You are browsing the archive for Cédric Lombion.

Data expedition tutorial: UK and US video game magazines

- February 3, 2015 in Data Cleaning, HowTo, Spreadsheets, Storytelling, Workshop Methods, Блог, Интернационален

Data Pipeline

This article is part tutorial, part demonstration of the process I go through to complete a data expedition alone, or as a participant during a School of Data event. Each of the following steps will be detailed: Find, Get, Verify, Clean, Explore, Analyze, Visualize, Publish

Depending on your data, your source or your tools, the order in which you will be going through these steps might be different.

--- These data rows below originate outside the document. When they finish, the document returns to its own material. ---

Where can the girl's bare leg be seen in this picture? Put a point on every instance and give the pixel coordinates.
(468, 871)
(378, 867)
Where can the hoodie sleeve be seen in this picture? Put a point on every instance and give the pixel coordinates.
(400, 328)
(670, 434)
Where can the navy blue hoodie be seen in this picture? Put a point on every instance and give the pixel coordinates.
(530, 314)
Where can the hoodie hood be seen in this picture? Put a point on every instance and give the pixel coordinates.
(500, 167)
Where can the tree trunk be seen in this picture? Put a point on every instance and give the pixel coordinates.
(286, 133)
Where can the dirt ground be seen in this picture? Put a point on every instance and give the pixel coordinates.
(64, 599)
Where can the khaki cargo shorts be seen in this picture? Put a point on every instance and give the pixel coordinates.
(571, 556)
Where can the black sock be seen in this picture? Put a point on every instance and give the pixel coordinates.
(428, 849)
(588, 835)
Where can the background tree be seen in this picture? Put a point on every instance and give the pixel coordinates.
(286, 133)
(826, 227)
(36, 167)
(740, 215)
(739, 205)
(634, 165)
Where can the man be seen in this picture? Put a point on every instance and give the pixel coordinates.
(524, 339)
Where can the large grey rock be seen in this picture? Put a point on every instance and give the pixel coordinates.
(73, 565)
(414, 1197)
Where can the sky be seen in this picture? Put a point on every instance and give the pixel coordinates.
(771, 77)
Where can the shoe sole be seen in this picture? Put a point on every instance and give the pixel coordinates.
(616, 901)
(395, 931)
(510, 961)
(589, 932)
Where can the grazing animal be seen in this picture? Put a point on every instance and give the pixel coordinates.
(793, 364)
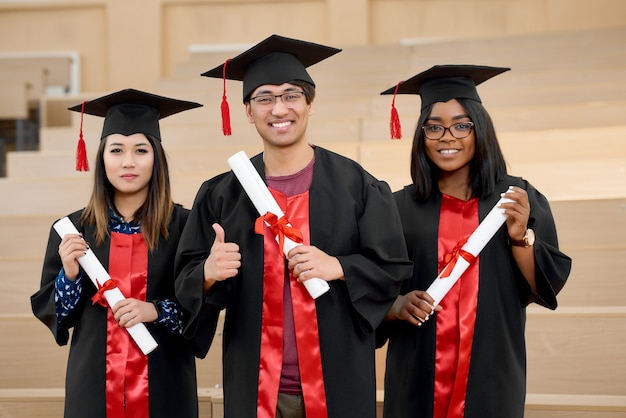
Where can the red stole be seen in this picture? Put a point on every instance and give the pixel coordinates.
(455, 323)
(296, 209)
(126, 365)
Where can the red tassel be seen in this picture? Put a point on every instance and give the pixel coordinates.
(396, 129)
(226, 129)
(81, 150)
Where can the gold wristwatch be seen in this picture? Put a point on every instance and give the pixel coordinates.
(527, 241)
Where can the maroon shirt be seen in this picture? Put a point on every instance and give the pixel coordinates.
(290, 185)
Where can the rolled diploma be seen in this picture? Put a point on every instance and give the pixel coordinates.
(264, 202)
(94, 269)
(474, 245)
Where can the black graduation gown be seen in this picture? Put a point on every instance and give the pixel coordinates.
(496, 386)
(171, 366)
(353, 217)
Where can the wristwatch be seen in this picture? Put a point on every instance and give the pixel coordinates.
(527, 241)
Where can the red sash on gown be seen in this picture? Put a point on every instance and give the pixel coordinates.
(126, 365)
(455, 323)
(296, 209)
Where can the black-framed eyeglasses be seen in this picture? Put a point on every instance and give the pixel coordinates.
(458, 130)
(290, 99)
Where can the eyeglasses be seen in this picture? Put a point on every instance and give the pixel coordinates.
(458, 130)
(290, 99)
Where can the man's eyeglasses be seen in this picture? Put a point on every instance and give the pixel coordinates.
(458, 130)
(290, 99)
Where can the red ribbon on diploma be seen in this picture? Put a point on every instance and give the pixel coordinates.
(278, 227)
(99, 296)
(451, 258)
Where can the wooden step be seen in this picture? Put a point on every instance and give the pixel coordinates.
(576, 350)
(546, 405)
(48, 403)
(573, 350)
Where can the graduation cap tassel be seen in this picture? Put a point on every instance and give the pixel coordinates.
(396, 129)
(81, 150)
(225, 109)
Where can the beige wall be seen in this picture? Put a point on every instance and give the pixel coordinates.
(124, 43)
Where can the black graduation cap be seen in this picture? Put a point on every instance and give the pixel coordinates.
(441, 83)
(128, 112)
(275, 60)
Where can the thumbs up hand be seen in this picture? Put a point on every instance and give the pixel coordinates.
(223, 261)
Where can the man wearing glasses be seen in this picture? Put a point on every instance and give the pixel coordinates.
(286, 354)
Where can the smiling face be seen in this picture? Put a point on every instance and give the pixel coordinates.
(451, 155)
(128, 162)
(278, 125)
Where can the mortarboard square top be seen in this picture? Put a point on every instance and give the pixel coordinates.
(445, 82)
(132, 111)
(275, 60)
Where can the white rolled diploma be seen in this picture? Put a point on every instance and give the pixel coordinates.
(264, 202)
(94, 269)
(474, 245)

But the process is globally the same.


FIND

A data expedition can start from a question (e.g. how polluted are european cities?) or a data set that you want to explore. In this case, I had a question: Has the dynamic of the physical video game magazine market been declining in the past few years ? I have been studying the video game industry for the past few weeks and this is one the many questions that I set myself to answer. Obviously, I thought about many more questions, but it’s generally better to start focused and expand your scope at a later stage of the data expedition.

A search returned Wikipedia as the most comprehensive resource about video game magazines. They even have some contextual info, which will be useful later (context is essential in data analysis).

Screenshot of the Wikipedia table about video game magazines
https://en.wikipedia.org/wiki/List_of_video_game_magazines

GET

The wikipedia data is formatted as a table. Great! Scraping it is as simple as using the importHTML function in Google spreadsheet. I could copy/paste the table, but that would be cumbersome with a big table and the result would have some minor formatting issues. LibreOffice and Excel have similar (but less seamless) web import features.

importHTML asks for 3 variables: the link to the page, the formatting of the data (table or list), and the rank of the table (or the list) in the page. If no rank is indicated, as seen below, it will grab the first one.

Once I got the table, I do two things to help me work quicker:

  • I change the font and cell size to the minimum so I can see more at once
  • I copy everything, then go to Edit→Paste Special→Paste values only. This way, the table is not linked to importHTML anymore, and I can edit it at will.

VERIFY

So, will this data really answer my question completely? I do have the basic data (name, founding data, closure date), but is it comprehensive? A double check with the French wikipedia page about video game magazines reveals that many French magazines are missing from the English list. Most of the magazines represented are from the US and the UK, and probably only the most famous. I will have to take this into account going forward.

CLEAN

Editing your raw data directly is never a good idea. A good practice is to work on a copy or in a nondestructive way – that way, if you make a mistake and you’re not sure where, or want to go back and compare to the original later, it’s much easier. Because I want to keep only the US and UK magazines, I’m going to:

  • rename the original sheet as “Raw Data”
  • make a copy of the sheet and name it “Clean Data”
  • order alphabetically the Clean Data sheet according to the “Country” column
  • delete all the lines corresponding to non-UK or US countries.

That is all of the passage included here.